What Science Really Tells Us About Gender

August 7 4 min read

Even before we’re born, gender is inscribed unto us. Imposed. We want to know what kinds of clothes to buy for the new human entering the world, how to paint the walls of their nursery or what name we should give them. We inscribe expectations upon their body and their future. We do this each time we see an ultrasound or go to a gender reveal party and we do it without even noticing. As a society, we are assigning gender to someone without their consent. We are defining their whole life based on how their genitals look. If it’s a penis, he will be a man and he will wear blue. If it’s a vulva, she will be a woman and she will wear pink. If it is something undefined, then it must be corrected.



But genitals themselves don’t tell you anything about the person.

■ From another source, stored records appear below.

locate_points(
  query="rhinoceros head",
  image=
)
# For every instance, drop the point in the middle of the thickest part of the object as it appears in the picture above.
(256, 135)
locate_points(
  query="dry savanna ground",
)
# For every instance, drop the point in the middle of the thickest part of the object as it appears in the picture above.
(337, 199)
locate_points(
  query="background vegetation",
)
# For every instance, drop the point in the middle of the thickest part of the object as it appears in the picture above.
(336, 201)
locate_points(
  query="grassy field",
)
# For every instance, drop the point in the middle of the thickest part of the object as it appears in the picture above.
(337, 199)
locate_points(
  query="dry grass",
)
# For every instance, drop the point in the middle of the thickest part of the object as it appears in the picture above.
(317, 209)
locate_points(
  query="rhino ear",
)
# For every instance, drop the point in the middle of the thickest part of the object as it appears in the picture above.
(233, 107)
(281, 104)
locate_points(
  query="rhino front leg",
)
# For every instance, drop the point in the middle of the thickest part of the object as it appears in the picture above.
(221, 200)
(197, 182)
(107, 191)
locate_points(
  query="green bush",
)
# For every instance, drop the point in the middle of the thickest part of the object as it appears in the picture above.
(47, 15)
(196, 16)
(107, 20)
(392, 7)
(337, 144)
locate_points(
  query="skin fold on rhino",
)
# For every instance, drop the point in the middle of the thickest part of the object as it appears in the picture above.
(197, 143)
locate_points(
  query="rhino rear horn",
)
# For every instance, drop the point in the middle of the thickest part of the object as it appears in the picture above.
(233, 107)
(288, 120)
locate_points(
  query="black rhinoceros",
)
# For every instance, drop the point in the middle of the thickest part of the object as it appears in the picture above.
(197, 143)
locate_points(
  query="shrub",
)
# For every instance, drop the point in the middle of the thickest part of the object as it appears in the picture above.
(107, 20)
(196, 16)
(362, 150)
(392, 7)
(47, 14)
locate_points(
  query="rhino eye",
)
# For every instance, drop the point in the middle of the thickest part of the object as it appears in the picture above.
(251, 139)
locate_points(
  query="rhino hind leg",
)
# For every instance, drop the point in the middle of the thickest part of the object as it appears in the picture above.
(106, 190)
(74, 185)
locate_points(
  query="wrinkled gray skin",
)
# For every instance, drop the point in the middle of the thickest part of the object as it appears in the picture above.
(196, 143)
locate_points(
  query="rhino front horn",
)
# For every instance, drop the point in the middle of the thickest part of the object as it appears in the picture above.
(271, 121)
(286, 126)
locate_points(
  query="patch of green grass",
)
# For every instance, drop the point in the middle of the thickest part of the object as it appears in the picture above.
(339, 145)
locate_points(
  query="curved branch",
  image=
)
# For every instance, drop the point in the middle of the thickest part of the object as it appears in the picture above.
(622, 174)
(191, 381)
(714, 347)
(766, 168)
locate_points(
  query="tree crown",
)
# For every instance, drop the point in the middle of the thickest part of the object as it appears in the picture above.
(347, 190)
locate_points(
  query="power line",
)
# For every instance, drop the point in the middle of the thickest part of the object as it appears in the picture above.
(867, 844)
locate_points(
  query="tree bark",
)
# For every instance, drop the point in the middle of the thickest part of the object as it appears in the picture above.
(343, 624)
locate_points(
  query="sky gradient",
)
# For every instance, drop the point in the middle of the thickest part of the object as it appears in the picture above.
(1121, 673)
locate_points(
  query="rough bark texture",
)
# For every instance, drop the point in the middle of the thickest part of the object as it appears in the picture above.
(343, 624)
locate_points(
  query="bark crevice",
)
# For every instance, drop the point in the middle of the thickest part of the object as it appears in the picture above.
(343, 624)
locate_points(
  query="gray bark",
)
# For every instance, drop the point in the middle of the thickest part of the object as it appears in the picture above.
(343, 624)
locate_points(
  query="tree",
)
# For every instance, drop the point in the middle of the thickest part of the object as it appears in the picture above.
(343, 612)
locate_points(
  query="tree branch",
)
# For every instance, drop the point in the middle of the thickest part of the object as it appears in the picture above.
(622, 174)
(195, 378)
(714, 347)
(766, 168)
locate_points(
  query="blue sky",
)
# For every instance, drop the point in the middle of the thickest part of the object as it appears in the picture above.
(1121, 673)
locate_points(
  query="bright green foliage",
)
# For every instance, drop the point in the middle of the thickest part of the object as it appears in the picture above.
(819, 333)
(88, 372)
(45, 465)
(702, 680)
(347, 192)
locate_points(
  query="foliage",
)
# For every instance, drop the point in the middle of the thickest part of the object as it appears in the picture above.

Neither sex nor gender is binary; it’s a spectrum, a social construct.


We often get confused when we talk about gender, so I like to make this distinction: there’s sex (which is assigned at birth and can be either female, male or intersex), gender identity and gender expression. There’s a difference between how you identify and how you present to others. I can identify as non-binary and express my gender as stereotypically masculine, and that doesn’t mean I am no longer non-binary; just as there are people who identify as male and express their gender as stereotypically feminine. The way you express yourself doesn’t have to align with how you understand your gender.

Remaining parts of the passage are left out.